The study by Chen and colleagues obviously has limitations: it is a retrospective observational analysis describing an association between measuring advanced respiratory mechanics, changes in ventilation settings, and improvement of respiratory physiology that does not allow any description of causal relationship between these entities; it was performed in a single academic center with experience in conducting physiologic studies and clinical trials on mechanical ventilation for many years [5], making generalizability of the results difficult; the respiratory mechanics test was performed only once, while lung condition of ARDS patients can evolve rapidly towards improvement (with the need for decreasing ventilation support) or further decline (with the need for implementing rescue treatments such as prone positioning); the respiratory test was performed only in passive patients, while an early switch to assisted ventilation is increasingly implemented in ARDS patients and, during assisted breathing, respiratory mechanics and transpulmonary pressure critically depend upon patient’s efforts which was not mentioned in the target measures of this study [7]; finally, the test was not conducted by the attending physician but rather by dedicated personnel such as respiratory research therapists and clinical fellows, which might limit the application of such a program in facilities lacking these personnel.

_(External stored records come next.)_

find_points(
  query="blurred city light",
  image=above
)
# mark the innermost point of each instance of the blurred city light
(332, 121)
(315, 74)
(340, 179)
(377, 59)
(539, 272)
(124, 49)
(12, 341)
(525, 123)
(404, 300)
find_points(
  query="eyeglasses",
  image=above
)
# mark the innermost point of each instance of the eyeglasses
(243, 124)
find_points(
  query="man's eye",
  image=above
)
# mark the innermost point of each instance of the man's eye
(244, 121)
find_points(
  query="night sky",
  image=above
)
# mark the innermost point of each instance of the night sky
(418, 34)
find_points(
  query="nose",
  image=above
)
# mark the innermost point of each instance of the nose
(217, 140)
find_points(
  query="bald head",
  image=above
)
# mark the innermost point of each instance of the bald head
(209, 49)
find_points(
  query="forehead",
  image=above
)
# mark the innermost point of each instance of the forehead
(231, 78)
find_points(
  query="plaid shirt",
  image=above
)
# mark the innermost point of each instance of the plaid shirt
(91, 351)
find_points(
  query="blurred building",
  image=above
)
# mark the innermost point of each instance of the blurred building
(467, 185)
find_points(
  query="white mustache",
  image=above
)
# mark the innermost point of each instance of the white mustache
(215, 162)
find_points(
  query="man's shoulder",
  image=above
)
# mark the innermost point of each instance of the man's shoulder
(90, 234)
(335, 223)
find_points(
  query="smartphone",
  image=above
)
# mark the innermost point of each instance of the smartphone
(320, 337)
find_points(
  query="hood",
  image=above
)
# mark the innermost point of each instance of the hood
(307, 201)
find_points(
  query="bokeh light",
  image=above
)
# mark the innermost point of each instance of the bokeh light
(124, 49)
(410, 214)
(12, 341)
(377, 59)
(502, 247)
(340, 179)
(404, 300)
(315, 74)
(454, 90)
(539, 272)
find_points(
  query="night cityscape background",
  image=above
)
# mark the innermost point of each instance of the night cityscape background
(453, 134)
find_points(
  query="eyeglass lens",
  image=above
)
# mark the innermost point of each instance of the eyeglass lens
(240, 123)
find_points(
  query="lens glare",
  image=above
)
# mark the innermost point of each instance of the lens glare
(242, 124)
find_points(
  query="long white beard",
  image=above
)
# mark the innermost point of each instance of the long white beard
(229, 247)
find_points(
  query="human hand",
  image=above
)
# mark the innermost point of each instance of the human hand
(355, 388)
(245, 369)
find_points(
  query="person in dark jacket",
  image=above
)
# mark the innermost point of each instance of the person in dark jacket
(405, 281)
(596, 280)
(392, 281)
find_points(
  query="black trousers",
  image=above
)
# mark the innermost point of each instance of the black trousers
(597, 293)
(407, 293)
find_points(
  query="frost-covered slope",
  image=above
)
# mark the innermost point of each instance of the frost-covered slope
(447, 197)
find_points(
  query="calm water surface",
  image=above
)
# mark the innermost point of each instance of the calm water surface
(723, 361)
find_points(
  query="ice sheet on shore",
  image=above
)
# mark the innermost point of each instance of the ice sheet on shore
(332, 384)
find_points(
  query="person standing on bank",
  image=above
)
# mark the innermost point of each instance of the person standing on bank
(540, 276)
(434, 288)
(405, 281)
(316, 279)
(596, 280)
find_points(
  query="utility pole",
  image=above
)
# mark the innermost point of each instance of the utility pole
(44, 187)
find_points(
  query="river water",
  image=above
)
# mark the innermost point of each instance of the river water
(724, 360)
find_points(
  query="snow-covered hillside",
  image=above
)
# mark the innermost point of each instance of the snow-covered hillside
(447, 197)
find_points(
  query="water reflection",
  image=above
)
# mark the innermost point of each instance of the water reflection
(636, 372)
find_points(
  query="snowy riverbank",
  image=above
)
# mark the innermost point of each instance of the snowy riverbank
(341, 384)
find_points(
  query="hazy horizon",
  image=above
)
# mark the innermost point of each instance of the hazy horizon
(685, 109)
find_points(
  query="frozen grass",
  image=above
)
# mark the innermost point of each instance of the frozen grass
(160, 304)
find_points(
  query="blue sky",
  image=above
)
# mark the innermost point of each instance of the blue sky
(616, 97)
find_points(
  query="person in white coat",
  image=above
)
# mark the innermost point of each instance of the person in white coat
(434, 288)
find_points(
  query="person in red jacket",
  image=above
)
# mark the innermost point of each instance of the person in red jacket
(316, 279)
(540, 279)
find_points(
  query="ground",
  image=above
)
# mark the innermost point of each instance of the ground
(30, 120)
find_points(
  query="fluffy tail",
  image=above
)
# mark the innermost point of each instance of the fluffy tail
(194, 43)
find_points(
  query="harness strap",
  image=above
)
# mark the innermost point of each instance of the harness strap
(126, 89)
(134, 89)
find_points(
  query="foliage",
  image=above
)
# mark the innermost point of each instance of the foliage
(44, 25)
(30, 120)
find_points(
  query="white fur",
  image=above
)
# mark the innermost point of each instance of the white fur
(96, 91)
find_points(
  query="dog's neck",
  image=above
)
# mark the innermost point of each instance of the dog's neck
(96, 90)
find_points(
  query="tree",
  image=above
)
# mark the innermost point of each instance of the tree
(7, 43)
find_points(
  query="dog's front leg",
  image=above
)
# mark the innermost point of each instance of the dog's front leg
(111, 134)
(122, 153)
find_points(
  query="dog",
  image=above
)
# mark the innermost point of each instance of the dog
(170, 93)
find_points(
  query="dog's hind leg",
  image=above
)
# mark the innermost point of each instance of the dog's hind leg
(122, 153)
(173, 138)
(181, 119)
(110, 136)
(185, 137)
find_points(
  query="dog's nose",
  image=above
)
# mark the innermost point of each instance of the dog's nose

Nonetheless, the study by Chen and colleagues represents a successful effort to bring advanced respiratory physiology to the bedside, targeted to a personalized therapy rather than to an “average” population effect. Since the results of the 6 vs. 12 ml/kg predicted body weight (PBW) tidal volume study in 2000 [8], research in mechanical ventilation for ARDS patients has suffered for more than a decade with “negative” clinical trials with, for example, no direct evidence of superiority of higher versus lower PEEP levels [9]. On the other hand, clinical respiratory physiology has greatly progressed, with deeper understanding of the mechanisms underlying ventilator-induced lung injury such as cyclic overdistension induced by elevated tidal volume/end-expiratory lung volume ratio [10] and with increasing clinical application of specific measures such as the estimate of the pleural pressure by the esophageal balloon [4]. These advancements have already translated into “positive” pilot clinical trials, showing that personalised PEEP titration or use of extracorporeal support based on target values of transpulmonary plateau pressure yielded better results than traditional care [11, 12], and into large observational studies describing stronger association between driving airway or transpulmonary pressure and outcome of ARDS patients in comparison to more traditional variables such as tidal volume per kilogram of PBW or plateau pressure [1315]. Targeting PEEP to the level that grants (some) alveolar recruitment [10] without inducing (excessive) cyclic overdistension of the nondependent lung [6] and setting tidal volume based on the pressure distending the respiratory system or (even better) the lung within a protective threshold [15] might be the new standard of care for mechanical ventilation settings. However, translation into real-life would be impossible without the systematic assessment of respiratory mechanics at the bedside, such as the one reported by Dr. Chen and colleagues.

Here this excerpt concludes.